Meaning 1 is nature as in everything, the whole physical world, humans included. Drawing on John Stuart Mill, Vogel describes it as:
"the totality of the physical world subject to the ordinary forces described by physics and chemistry and evolutionary biology, and in this sense human beings, like every other species, are surely natural."
So in this sense, humans are natural. Everything we do is natural. A factory, a highway, a nuclear plant, all natural. The opposite of natural here would be supernatural, which is basically an empty category.
Meaning 2 is nature as in the non-human world, what McKibben means when he says nature has "ended" because human activity has touched every corner of the earth. The opposite here isn't supernatural, it's artificial. This is what people mean when they talk about natural foods or natural fibers. Vogel quotes McKibben directly on what makes this definition tick:
"We have deprived nature of its independence, and that is fatal to its meaning. Nature's independence is its meaning; without it there is nothing but us."
Now here's where it gets really interesting. Vogel shows that neither definition actually does what environmentalism needs it to do.
With meaning 1, you simply cannot harm nature, because everything is already nature by definition:
"Nuclear power plants and toxic waste dumps are no less natural than beaver dams or spider webs; the atmospheric consequences of global warming and chlorofluorocarbon use are no less natural than those of photosynthesis or respiration. If nature simply means the physical world, then nature is really in no danger."
With meaning 2, the destruction of nature by humans isn't really a discovery, it's just true by definition, before you even look at the world:
"Human actions will be unnatural not because of what they do to the world but merely because they are actions performed by humans."
And you can't build a serious ethical critique on something that's analytically guaranteed to be true no matter what choices anyone makes. It's like condemning beavers for destroying bature, the world independent of beaver activity. It would be technically true and completely pointless.
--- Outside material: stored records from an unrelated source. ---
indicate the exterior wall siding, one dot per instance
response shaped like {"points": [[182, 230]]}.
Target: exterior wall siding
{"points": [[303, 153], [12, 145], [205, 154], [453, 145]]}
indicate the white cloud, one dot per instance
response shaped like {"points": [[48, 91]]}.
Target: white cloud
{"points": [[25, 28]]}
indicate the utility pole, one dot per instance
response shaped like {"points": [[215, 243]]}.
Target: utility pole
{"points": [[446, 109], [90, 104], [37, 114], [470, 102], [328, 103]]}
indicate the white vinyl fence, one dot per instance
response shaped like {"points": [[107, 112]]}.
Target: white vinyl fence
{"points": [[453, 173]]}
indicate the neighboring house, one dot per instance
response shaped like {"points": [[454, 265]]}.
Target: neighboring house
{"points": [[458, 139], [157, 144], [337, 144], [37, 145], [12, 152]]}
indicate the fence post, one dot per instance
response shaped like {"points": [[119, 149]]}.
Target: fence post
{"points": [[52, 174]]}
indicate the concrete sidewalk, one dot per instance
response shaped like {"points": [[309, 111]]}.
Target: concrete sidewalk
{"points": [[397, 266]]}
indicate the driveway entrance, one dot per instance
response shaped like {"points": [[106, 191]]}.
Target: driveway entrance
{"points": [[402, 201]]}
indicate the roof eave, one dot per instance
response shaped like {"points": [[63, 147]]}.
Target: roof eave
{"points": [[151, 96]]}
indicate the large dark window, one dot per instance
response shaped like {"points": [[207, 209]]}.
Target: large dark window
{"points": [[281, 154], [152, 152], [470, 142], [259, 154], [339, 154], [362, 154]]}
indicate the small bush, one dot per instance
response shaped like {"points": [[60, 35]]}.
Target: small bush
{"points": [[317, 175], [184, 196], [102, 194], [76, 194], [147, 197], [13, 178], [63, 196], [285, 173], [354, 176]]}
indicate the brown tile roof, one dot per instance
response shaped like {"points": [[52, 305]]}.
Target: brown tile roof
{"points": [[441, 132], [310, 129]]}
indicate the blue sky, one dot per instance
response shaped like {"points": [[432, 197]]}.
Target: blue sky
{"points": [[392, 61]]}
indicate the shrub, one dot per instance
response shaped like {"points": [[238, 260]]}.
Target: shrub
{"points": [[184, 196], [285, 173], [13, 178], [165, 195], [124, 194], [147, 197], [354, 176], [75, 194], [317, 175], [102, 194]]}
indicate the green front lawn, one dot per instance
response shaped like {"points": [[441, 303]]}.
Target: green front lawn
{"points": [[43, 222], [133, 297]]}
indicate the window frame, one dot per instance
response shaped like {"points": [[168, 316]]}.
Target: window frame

Then Vogel goes even deeper. He argues that meaning 2 secretly depends on an old Cartesian mind/body dualism, the idea that human minds somehow lift us outside the natural order, even though our bodies are fully in it. And this leads to a genuinely uncomfortable conclusion:
"Humans stand in an absolutely unique and distinctive relation to nature, according to this view: alone of all the species in the world, their acts have the special ability to move something out of the natural realm entirely, because they possess qualities of reason that themselves transcend nature."
Which means environmentalism, in trying to push back against anthropocentrism, has actually been quietly reproducing it all along, just with the signs flipped. Humans are still the exceptional species, still cosmically set apart from everything else. Just villainous this time instead of glorious.
His conclusion is that the concept of nature might simply be too tangled, too ambiguous, and too philosophically compromised to hold up an environmental philosophy. Not a comfortable place to land, but after following his argument it's genuinely hard to disagree.